The rich rarely admit when they lose money. Often it’s too little to matter. More often, they are too proud to tell the world how wrong they were. A client, who asks a private wealth manager to handle Rs 50 lakh, may change her banker if the man fails. But she is unlikely to write a letter to the editor, or drop a mail to regulators — things that angry mutual fund investors often do. Better known as HNIs, these investor’s fish for ‘sophisticated’ products that appear smarter than stocks or bonds.
Over the last four years, more and more of them have been drawn to properties. They don’t get into cash deals, broker-dealings and paper work — the messy side of real estate transactions. Instead, they ask real estate fund managers to grow their money. Their message to fund managers is simple: “first, don’t buy listed stocks, go for unlisted builders; second, pick those property firms with projects in Mumbai and Delhi , the hottest markets.” Around 15 local real estate funds are today managing Rs 10,000-12,000 crore. That’s as big as the portfolio management business of stock brokers.

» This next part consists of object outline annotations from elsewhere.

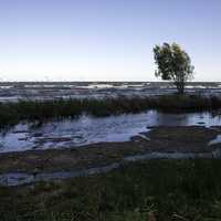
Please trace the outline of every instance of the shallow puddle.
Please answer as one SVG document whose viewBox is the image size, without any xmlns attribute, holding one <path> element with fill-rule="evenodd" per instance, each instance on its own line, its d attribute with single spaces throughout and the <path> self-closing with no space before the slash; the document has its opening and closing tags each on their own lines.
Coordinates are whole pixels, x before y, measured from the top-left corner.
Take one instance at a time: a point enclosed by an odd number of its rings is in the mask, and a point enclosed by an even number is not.
<svg viewBox="0 0 221 221">
<path fill-rule="evenodd" d="M 149 152 L 145 155 L 135 155 L 125 157 L 122 162 L 114 162 L 104 167 L 95 167 L 90 169 L 82 169 L 75 171 L 56 171 L 56 172 L 40 172 L 40 173 L 27 173 L 27 172 L 9 172 L 0 175 L 0 186 L 21 186 L 40 181 L 51 181 L 55 179 L 67 179 L 74 177 L 87 177 L 91 175 L 98 175 L 109 172 L 113 169 L 117 169 L 131 161 L 140 161 L 145 159 L 220 159 L 220 149 L 214 149 L 211 152 Z"/>
<path fill-rule="evenodd" d="M 73 120 L 46 123 L 38 128 L 30 124 L 19 124 L 0 133 L 0 152 L 128 141 L 150 130 L 152 126 L 196 125 L 221 126 L 221 117 L 213 117 L 209 113 L 162 114 L 149 110 L 102 118 L 82 116 Z"/>
</svg>

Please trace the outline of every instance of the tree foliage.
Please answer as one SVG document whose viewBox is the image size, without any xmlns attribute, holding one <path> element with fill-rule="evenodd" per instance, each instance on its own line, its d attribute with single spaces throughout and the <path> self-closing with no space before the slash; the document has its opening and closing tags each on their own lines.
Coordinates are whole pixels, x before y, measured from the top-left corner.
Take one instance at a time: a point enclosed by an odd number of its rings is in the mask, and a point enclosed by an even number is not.
<svg viewBox="0 0 221 221">
<path fill-rule="evenodd" d="M 177 43 L 164 43 L 154 48 L 157 71 L 155 75 L 162 80 L 173 81 L 178 93 L 183 94 L 185 84 L 192 78 L 194 67 L 191 60 Z"/>
</svg>

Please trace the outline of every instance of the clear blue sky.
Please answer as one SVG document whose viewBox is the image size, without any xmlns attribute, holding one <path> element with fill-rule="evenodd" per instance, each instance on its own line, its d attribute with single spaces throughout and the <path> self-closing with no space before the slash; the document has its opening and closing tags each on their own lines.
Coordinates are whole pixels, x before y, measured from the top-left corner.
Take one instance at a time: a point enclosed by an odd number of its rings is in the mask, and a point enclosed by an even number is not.
<svg viewBox="0 0 221 221">
<path fill-rule="evenodd" d="M 0 0 L 4 81 L 156 81 L 162 42 L 221 81 L 221 0 Z"/>
</svg>

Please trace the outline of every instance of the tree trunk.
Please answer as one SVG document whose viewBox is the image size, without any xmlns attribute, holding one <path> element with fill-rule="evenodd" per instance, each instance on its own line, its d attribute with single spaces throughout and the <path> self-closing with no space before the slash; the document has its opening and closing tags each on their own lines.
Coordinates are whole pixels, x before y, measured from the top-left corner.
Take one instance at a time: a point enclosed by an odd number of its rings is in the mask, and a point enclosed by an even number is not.
<svg viewBox="0 0 221 221">
<path fill-rule="evenodd" d="M 178 94 L 185 94 L 185 82 L 175 82 Z"/>
</svg>

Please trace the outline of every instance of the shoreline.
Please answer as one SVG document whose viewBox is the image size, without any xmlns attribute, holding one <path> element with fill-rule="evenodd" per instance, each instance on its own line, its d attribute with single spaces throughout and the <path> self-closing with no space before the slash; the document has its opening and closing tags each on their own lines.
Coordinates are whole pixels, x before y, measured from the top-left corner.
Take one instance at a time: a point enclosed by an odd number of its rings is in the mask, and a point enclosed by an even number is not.
<svg viewBox="0 0 221 221">
<path fill-rule="evenodd" d="M 0 173 L 90 169 L 120 162 L 126 157 L 151 152 L 210 154 L 221 148 L 221 143 L 209 145 L 220 134 L 221 127 L 160 126 L 125 143 L 99 143 L 78 148 L 3 152 L 0 154 Z"/>
</svg>

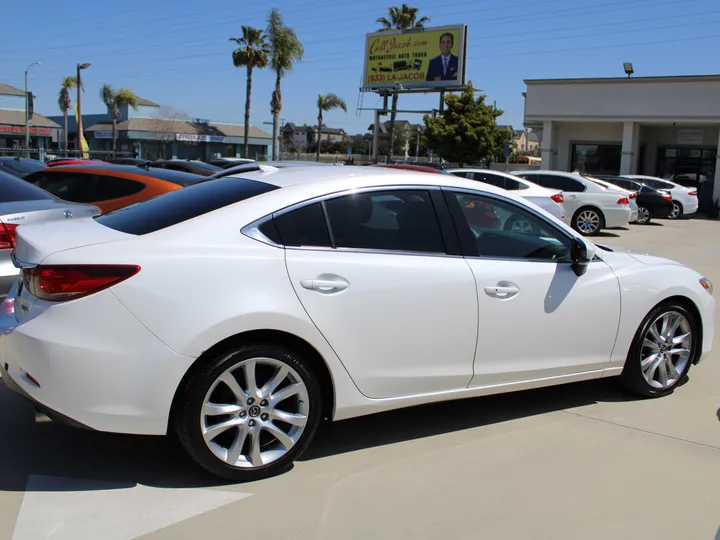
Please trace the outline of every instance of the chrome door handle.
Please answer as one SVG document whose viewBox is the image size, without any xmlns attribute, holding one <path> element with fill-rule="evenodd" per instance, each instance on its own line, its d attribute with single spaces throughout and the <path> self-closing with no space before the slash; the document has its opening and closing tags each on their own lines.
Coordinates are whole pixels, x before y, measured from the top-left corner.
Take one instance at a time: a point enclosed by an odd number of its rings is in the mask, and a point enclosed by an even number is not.
<svg viewBox="0 0 720 540">
<path fill-rule="evenodd" d="M 493 287 L 485 287 L 485 294 L 488 296 L 496 296 L 498 298 L 510 298 L 519 292 L 520 289 L 515 286 L 500 287 L 495 285 Z"/>
<path fill-rule="evenodd" d="M 303 279 L 300 285 L 304 289 L 321 292 L 343 291 L 350 286 L 347 281 L 336 279 Z"/>
</svg>

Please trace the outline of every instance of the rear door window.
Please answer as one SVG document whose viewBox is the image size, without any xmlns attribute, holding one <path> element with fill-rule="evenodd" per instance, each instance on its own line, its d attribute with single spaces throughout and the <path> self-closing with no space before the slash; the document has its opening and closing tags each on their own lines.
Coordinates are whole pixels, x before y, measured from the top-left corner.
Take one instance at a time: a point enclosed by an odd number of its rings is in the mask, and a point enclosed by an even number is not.
<svg viewBox="0 0 720 540">
<path fill-rule="evenodd" d="M 244 178 L 219 178 L 170 191 L 95 218 L 128 234 L 148 234 L 251 197 L 279 189 Z"/>
<path fill-rule="evenodd" d="M 96 175 L 95 182 L 97 184 L 97 201 L 110 201 L 112 199 L 130 197 L 145 189 L 145 184 L 125 178 L 117 178 L 115 176 Z"/>
<path fill-rule="evenodd" d="M 34 176 L 32 182 L 65 201 L 96 202 L 96 177 L 77 172 L 45 172 Z"/>
</svg>

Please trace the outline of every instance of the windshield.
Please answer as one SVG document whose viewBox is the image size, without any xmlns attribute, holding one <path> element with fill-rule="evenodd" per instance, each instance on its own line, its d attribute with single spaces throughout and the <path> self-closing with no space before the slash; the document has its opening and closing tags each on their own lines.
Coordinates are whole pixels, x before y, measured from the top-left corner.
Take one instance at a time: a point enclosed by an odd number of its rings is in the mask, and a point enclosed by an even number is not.
<svg viewBox="0 0 720 540">
<path fill-rule="evenodd" d="M 40 189 L 11 174 L 0 172 L 0 203 L 53 199 L 55 199 L 55 197 L 44 189 Z"/>
</svg>

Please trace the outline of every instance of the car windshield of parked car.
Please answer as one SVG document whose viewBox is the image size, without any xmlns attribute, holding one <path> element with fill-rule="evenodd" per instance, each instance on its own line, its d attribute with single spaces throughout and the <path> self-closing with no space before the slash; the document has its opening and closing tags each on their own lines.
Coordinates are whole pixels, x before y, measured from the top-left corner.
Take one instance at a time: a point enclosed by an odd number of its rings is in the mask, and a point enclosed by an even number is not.
<svg viewBox="0 0 720 540">
<path fill-rule="evenodd" d="M 25 180 L 0 172 L 0 203 L 53 200 L 55 197 Z"/>
<path fill-rule="evenodd" d="M 127 234 L 143 235 L 207 214 L 237 202 L 279 189 L 243 178 L 221 178 L 170 191 L 96 218 Z"/>
<path fill-rule="evenodd" d="M 0 165 L 20 174 L 30 174 L 45 168 L 42 161 L 35 161 L 34 159 L 4 159 L 0 161 Z"/>
</svg>

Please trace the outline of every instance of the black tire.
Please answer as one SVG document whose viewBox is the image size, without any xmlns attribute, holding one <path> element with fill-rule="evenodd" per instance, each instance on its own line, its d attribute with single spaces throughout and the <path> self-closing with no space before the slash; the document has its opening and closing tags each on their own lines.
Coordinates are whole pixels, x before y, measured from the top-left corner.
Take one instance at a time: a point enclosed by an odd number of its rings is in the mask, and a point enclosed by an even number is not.
<svg viewBox="0 0 720 540">
<path fill-rule="evenodd" d="M 646 216 L 644 219 L 642 218 L 643 215 Z M 650 211 L 650 209 L 645 208 L 644 206 L 638 206 L 638 219 L 635 223 L 637 223 L 638 225 L 647 225 L 651 221 L 652 221 L 652 212 Z"/>
<path fill-rule="evenodd" d="M 678 209 L 678 214 L 675 215 L 675 216 L 673 216 L 673 214 L 675 214 L 675 207 L 676 207 L 676 206 L 677 206 L 677 209 Z M 668 216 L 668 219 L 681 219 L 681 218 L 683 217 L 683 213 L 684 213 L 684 212 L 683 212 L 682 204 L 679 203 L 679 202 L 677 202 L 677 201 L 673 201 L 673 213 Z"/>
<path fill-rule="evenodd" d="M 664 313 L 677 312 L 683 315 L 691 328 L 692 331 L 692 349 L 691 354 L 688 358 L 687 364 L 679 372 L 680 376 L 677 377 L 674 383 L 664 389 L 659 389 L 651 386 L 642 373 L 641 361 L 642 361 L 642 345 L 645 339 L 645 335 L 650 329 L 650 325 L 662 316 Z M 676 301 L 667 301 L 657 305 L 648 313 L 643 319 L 642 324 L 635 333 L 632 345 L 630 346 L 630 352 L 625 360 L 625 367 L 620 375 L 620 381 L 625 388 L 631 392 L 638 394 L 643 397 L 655 398 L 662 397 L 668 394 L 672 394 L 675 388 L 686 379 L 690 366 L 697 359 L 697 355 L 700 354 L 700 341 L 699 341 L 699 326 L 698 321 L 693 313 L 688 310 L 683 304 Z"/>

Like PE players, their more glamorous neighbours, the property firms offer a hurdle rate of return to investors. Simply put, this means that the fund has to generate a floor return, that varies from 8-11%, before it can claim a slice of the profit. This return (which isn’t guaranteed) goes to investors and anything above it is shared in a way where the fund keeps 20% of the profit and the balance 80% goes to investors. Say, the hurdle rate is 8%, and the fund generates 15%.
The extra 7% over the hurdle rate is split, with investors receiving 5.6% and the fund keeping 1.4%. One of the funds, backed by a blue-chip institution, has been clever enough to raise money before Lehman, sit on the cash for a year and invest it after the meltdown. But not all have been lucky; and a few missed the bull run. The four-year old party is slowly beginning to get a little crowded. Corporates, professionals, builders and brokerage firms are floating funds. And none of them has a problem in raising money.
What’s helping is a near stagnant mutual fund industry. Very little new money is flowing into mutual funds, which can no longer use investors’ money to pay brokers and banks who have so far helped them mop up funds. But real estate funds, away from the regulator’s glare, have no such curbs. They are paying as high as 3-4% commission to whoever is interested to raise money for them.